La misión de la Corte en momentos de crisis democrática
Según nos anuncia, la Corte Suprema Argentina culminó 2024 con un nuevo “recórd histórico” de sentencias dictadas. Su reporte de diciembre de 2024 nos confirma que el tribunal “ya superó...
Según nos anuncia, la Corte Suprema Argentina culminó 2024 con un nuevo “recórd histórico” de sentencias dictadas. Su reporte de diciembre de 2024 nos confirma que el tribunal “ya superó los 12.250 fallos, alcanzando más de 20.200 causas resueltas.” Bastante más que las 10.024 sentencias de 2023, o las 8050 de 2022. Los números impresionan: sorprende la contundencia de las cifras; la cantidad de los casos decididos. Sin embargo, hay algo disonante en esas estadísticas.

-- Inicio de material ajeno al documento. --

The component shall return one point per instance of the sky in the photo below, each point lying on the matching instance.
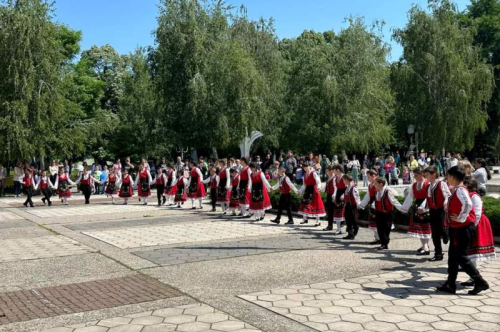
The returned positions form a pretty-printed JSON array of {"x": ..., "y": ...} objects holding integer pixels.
[{"x": 127, "y": 24}]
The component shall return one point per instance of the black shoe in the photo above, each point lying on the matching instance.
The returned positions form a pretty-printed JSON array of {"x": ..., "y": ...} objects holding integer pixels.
[
  {"x": 479, "y": 286},
  {"x": 447, "y": 288}
]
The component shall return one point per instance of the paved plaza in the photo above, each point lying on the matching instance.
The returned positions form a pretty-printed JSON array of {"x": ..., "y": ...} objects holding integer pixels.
[{"x": 136, "y": 268}]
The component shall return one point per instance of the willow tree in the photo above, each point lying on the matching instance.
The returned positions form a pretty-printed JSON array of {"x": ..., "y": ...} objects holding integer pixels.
[{"x": 441, "y": 83}]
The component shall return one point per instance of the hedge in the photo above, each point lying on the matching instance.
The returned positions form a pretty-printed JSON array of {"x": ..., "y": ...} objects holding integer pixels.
[{"x": 492, "y": 209}]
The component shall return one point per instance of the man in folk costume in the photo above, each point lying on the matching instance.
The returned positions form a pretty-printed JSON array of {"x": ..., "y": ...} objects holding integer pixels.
[
  {"x": 244, "y": 188},
  {"x": 196, "y": 190},
  {"x": 461, "y": 218},
  {"x": 170, "y": 188},
  {"x": 385, "y": 202},
  {"x": 368, "y": 201},
  {"x": 285, "y": 186},
  {"x": 260, "y": 201},
  {"x": 180, "y": 184},
  {"x": 420, "y": 226},
  {"x": 312, "y": 205},
  {"x": 234, "y": 202},
  {"x": 127, "y": 186},
  {"x": 351, "y": 202},
  {"x": 224, "y": 190}
]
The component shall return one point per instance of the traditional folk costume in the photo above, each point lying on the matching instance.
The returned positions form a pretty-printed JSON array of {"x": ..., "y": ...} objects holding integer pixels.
[
  {"x": 368, "y": 201},
  {"x": 312, "y": 205},
  {"x": 196, "y": 187},
  {"x": 260, "y": 201},
  {"x": 224, "y": 192},
  {"x": 234, "y": 202},
  {"x": 351, "y": 203},
  {"x": 126, "y": 188},
  {"x": 285, "y": 186},
  {"x": 385, "y": 202},
  {"x": 143, "y": 184},
  {"x": 244, "y": 190}
]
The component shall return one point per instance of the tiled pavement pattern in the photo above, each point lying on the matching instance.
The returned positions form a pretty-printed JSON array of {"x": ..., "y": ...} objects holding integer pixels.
[
  {"x": 190, "y": 254},
  {"x": 40, "y": 247},
  {"x": 73, "y": 298},
  {"x": 184, "y": 233},
  {"x": 188, "y": 318},
  {"x": 397, "y": 301}
]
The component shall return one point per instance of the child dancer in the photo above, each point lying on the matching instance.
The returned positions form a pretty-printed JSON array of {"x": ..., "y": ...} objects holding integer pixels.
[
  {"x": 312, "y": 205},
  {"x": 351, "y": 202},
  {"x": 260, "y": 201},
  {"x": 234, "y": 202},
  {"x": 196, "y": 187},
  {"x": 461, "y": 219},
  {"x": 285, "y": 186}
]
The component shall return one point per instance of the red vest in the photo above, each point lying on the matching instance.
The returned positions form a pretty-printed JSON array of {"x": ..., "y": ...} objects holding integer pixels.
[{"x": 455, "y": 206}]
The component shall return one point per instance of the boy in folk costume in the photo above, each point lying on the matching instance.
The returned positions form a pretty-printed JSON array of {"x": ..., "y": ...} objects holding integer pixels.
[
  {"x": 351, "y": 202},
  {"x": 368, "y": 201},
  {"x": 461, "y": 218},
  {"x": 213, "y": 181},
  {"x": 223, "y": 192},
  {"x": 196, "y": 190},
  {"x": 244, "y": 188},
  {"x": 126, "y": 188},
  {"x": 260, "y": 201},
  {"x": 143, "y": 182},
  {"x": 285, "y": 186},
  {"x": 234, "y": 201},
  {"x": 420, "y": 226},
  {"x": 180, "y": 184},
  {"x": 385, "y": 202},
  {"x": 312, "y": 205}
]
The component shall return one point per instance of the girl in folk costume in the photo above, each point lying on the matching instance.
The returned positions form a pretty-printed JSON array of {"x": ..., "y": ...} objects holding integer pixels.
[
  {"x": 351, "y": 202},
  {"x": 260, "y": 201},
  {"x": 196, "y": 189},
  {"x": 420, "y": 226},
  {"x": 461, "y": 218},
  {"x": 483, "y": 245},
  {"x": 112, "y": 184},
  {"x": 312, "y": 204},
  {"x": 62, "y": 184},
  {"x": 170, "y": 189},
  {"x": 127, "y": 186},
  {"x": 234, "y": 202},
  {"x": 368, "y": 201},
  {"x": 143, "y": 182},
  {"x": 213, "y": 181},
  {"x": 385, "y": 202},
  {"x": 438, "y": 194},
  {"x": 285, "y": 186},
  {"x": 224, "y": 190},
  {"x": 244, "y": 187},
  {"x": 180, "y": 184}
]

Algo que se torna evidente cuando las contrastamos con las realidades que conocemos y que explican, tal vez, el hecho de que colectivamente no festejemos esos números, o que ni siquiera nos importen demasiado. ¿Será, simplemente, que preferimos ignorar una información relevante, o será, más bien, que los datos presentados resultan menos significativos de lo que parecen? Mi impresión está más cerca de esta última línea de reflexión.y quisiera, en lo que sigue, explicar por qué. La Corte Suprema Argentina, como otras en el mundo, no está cumpliendo con la función que debe asumir en este período de radical crisis democrática. Cuando el techo de la “casa común” se desmorona, decir que uno ha pintado las paredes o arreglado al jardín puede ser visto no sólo como “muy poco” si no –peor– como parte del problema. ¿Cómo no dedicar la poca energía de que se dispone a mantener en pie al propio hogar, cuando ceden las estructuras que lo sostienen?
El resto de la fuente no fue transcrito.